Yep. I’m one of the converted. Sometime in the 70s, on a lonely afternoon, I stumbled across the strange warbling theme song of Doctor Who on PBS. I was instantly entranced, and the rubber monsters the bug-eyed fourth Doctor, Tom Baker, encountered, were right up my alley. I didn’t always know when the show was on, but if I happened to be flipping channels and it was on, I’d watch.
Years later in the 80s, my stepfather watched the adventures of the fifth and sixth doctors religiously, and I would tune out thinking how bad the sets and effects were by 80s standards, and thinking those guys weren’t the real Doctor. My stepfather had explained the regeneration thing to me, but I really was only interested if a Tom Baker re-run was showing.
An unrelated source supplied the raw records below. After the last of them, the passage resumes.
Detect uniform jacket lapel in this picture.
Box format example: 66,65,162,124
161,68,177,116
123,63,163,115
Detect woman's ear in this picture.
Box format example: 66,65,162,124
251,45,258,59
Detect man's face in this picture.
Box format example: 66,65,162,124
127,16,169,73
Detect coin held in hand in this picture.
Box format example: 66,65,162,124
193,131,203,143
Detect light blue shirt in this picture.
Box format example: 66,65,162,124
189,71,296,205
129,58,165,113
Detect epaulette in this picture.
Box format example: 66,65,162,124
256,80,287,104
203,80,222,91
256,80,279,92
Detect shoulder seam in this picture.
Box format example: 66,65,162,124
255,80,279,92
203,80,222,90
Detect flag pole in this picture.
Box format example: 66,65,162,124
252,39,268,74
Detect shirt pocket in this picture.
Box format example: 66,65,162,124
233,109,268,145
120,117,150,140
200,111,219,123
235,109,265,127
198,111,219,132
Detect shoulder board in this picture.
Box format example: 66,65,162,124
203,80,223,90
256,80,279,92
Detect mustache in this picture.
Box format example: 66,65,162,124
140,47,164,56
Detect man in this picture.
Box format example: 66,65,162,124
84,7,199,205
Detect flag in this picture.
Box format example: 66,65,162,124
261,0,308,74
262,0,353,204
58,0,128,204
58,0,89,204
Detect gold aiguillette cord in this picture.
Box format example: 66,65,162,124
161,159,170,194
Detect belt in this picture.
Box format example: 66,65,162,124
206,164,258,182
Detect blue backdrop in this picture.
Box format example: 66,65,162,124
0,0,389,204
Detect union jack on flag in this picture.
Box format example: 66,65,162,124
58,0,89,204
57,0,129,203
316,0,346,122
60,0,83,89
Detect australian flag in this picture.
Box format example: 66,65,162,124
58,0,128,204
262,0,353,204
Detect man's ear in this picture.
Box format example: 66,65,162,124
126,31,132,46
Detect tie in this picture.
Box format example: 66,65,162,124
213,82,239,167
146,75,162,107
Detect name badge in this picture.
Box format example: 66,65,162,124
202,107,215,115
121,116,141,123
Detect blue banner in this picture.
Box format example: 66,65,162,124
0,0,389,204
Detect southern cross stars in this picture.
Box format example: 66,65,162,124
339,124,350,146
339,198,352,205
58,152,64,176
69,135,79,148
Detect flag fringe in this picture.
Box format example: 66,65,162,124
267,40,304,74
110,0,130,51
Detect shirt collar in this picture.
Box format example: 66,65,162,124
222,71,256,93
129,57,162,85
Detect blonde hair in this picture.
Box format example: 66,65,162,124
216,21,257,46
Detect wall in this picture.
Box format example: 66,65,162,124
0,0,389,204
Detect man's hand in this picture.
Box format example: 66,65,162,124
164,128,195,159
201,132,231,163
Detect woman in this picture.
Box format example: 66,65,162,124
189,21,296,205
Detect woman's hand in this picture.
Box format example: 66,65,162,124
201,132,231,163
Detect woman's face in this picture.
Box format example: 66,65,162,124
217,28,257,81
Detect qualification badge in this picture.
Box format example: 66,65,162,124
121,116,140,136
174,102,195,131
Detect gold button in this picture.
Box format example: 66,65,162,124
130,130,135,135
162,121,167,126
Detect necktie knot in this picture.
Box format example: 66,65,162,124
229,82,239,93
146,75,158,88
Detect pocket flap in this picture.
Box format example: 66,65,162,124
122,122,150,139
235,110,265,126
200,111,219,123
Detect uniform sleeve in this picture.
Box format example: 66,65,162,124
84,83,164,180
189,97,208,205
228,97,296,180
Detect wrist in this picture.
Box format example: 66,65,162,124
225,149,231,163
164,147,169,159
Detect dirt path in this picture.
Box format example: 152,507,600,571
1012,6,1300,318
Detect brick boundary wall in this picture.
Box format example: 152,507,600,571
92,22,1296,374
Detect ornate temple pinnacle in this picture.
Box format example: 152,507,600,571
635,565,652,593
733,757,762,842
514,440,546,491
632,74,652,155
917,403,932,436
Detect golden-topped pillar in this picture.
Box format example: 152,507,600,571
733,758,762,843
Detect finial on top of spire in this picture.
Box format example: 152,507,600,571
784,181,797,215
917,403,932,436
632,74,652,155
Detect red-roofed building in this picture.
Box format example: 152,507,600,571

Many years later, in the mid 90s, I befriended illustrator and author Scott P. ‘Doc’ Vaughn. Everyone calls him Doc. But for the sake of this post, I’ll refer to him as Scott to avoid confusion. Scott was a huge Doctor Who fan. He had stuck with the show through the McCoy years, and even had a TARDIS console in his place. He had signed memorabilia, the books, the CDs, everything. I remember he tried to get me into it, but by that point I was soured on the weak effects and shaky scenery of the 80s. But I dutifully went to Scott’s place for the 1996 Doctor Who TV movie with the eighth Doctor. If I recall, we first watched the last seventh Doctor episodes. Then the main event. I remember both liking the film, and liking McGann as the Doctor, but also still being biased and thinking it wasn’t going to fly as an ongoing series. It didn’t. (An aside here though—I recently re-watched that film and it holds up amazingly well.)
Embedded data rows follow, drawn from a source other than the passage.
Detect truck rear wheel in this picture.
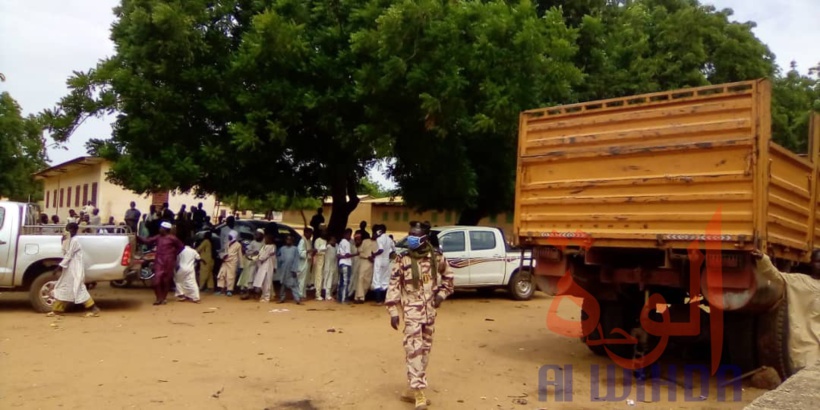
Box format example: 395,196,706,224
580,299,635,358
30,271,60,313
757,299,794,380
508,270,535,300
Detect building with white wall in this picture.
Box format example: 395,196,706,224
34,156,217,223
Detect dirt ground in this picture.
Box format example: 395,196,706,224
0,286,764,409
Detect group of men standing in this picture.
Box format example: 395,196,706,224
207,215,399,306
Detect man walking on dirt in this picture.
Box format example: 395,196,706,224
386,221,454,409
137,221,184,305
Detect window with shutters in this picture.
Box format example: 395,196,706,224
59,188,64,208
91,183,98,205
46,191,50,209
83,184,88,204
75,185,80,207
66,187,71,208
53,189,58,207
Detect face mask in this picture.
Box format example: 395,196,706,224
407,235,425,250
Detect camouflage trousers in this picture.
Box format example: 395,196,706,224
403,320,435,389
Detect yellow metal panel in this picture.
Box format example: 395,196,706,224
810,113,820,251
515,80,762,251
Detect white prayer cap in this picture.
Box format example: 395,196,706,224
229,230,238,241
256,228,265,234
160,221,172,229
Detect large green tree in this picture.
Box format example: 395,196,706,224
44,0,814,229
772,62,820,153
44,0,580,230
354,0,581,224
0,92,47,201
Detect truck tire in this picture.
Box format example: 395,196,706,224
580,299,637,358
508,270,535,300
581,297,607,356
757,299,795,381
721,312,758,373
30,271,61,313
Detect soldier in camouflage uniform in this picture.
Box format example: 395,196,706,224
386,221,455,410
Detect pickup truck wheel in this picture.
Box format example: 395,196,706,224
30,271,61,313
508,270,534,300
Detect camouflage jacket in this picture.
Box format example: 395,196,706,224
386,249,455,324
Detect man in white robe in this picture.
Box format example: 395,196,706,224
313,231,328,300
253,232,277,302
372,225,395,304
175,245,201,302
297,228,314,299
239,229,264,299
48,222,100,317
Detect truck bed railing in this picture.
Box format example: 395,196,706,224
21,224,133,235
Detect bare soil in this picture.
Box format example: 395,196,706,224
0,286,764,409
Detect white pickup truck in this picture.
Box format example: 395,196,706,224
0,201,133,312
396,226,537,300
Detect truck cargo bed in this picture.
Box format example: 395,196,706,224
514,79,819,263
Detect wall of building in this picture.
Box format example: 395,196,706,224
283,202,515,242
40,162,103,221
39,161,217,225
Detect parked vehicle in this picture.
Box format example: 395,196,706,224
193,220,301,251
111,249,155,288
395,226,536,300
193,220,302,284
513,79,820,379
0,201,134,312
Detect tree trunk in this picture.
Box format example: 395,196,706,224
457,208,486,226
327,174,360,239
299,209,308,228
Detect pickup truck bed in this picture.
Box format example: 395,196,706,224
1,201,133,312
514,79,820,263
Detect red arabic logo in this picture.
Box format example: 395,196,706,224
545,209,725,374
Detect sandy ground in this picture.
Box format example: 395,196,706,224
0,286,765,409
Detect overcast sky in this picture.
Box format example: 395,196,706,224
1,0,818,190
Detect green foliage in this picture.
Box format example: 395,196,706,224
570,0,775,100
232,193,322,214
772,62,820,153
354,0,582,223
0,92,47,201
358,176,391,198
42,0,818,229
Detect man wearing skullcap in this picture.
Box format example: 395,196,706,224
137,221,185,305
216,230,243,296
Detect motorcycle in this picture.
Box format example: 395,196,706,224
110,248,156,288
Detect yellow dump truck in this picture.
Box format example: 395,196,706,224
514,79,819,377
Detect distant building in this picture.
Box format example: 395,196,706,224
33,156,217,224
282,195,515,241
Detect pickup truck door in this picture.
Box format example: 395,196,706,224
466,229,507,286
438,230,469,287
0,204,14,286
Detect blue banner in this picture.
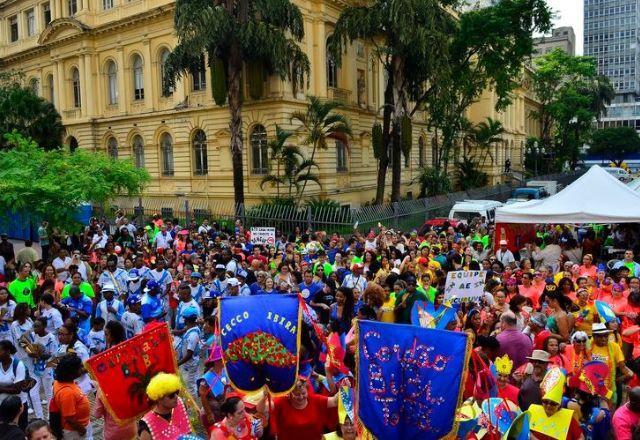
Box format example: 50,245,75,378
357,320,470,439
218,294,301,395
More years flew by until in 2005, I was visiting Scott in Phoenix and he showed me the new series episodes “Rose” and “Dalek”. If I’m honest, I was hooked before the end of “Rose”. At last, Scott had converted me to a fan.
In the last eight years, I have dutifully watched each new episode of the revived show, and I’ve sought out all the older episodes and documentaries I could find. I’m a huge fan now. And if you haven’t guessed yet, I’m loving the deluge of Doctor Who related shows and documentaries in the last two weeks. But today is the day. The Day of the Doctor. 50 years, the show has been around, and somehow, miraculously, Doctor Who is now both the longest running science fiction TV show ever and the most popular. People like my pal Scott, who stuck with it through the grim years are feeling an amazing tidal wave of vindication. Fans who dabbled in the Tom Baker years are rediscovering their love for the series—even if they haven’t been following the show for the last eight years.
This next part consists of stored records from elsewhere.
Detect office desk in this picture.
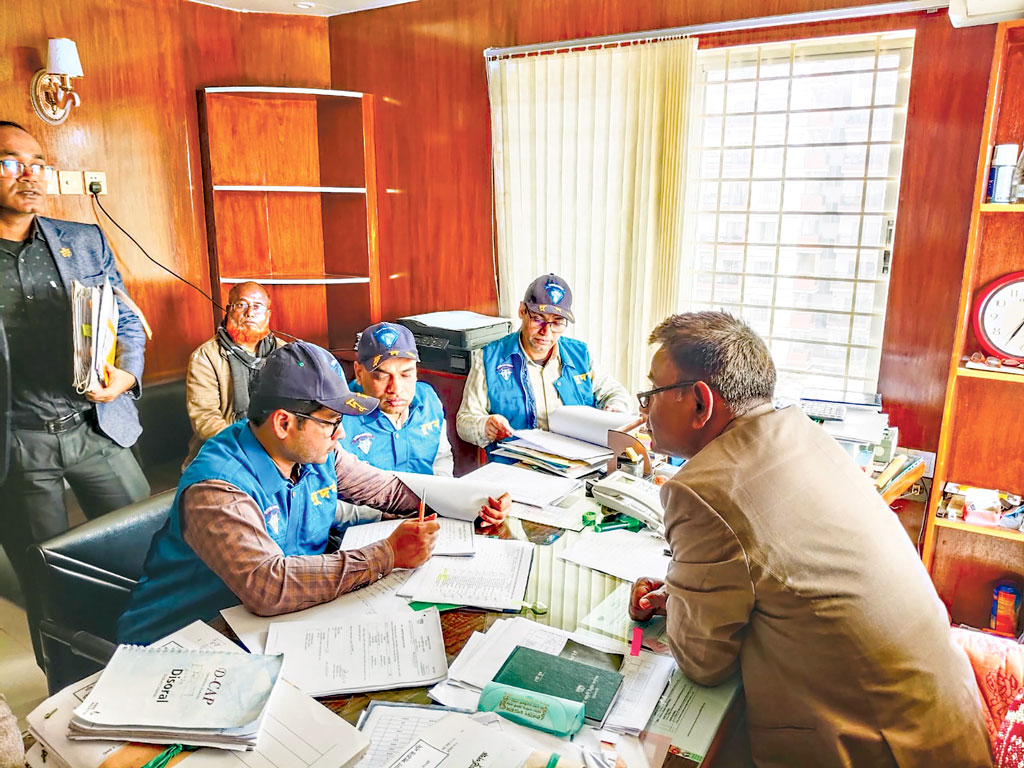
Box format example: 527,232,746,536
289,518,748,767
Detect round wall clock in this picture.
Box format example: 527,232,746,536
972,271,1024,360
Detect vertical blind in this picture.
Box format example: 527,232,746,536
681,32,915,398
486,38,697,393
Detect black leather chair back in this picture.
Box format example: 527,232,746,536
29,490,175,693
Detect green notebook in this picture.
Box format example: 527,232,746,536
492,645,624,725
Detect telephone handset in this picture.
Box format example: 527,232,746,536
591,470,665,536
When DVDs became the thing, I really started getting into the meta aspects of films and TV shows. I sometimes enjoy the Behind the Scenes documentaries more than the actual programs. So the flood of Who documentaries lately is making me a happy camper. Later today, when my nearly two-year old daughter takes a nap, my nine-year old son, my wife, and I will sit down and watch the 50th anniversary episode of the show. I’ll be loving every monster-filled second of it, just like that little boy who stumbled on the creepy theme music in the 1970s.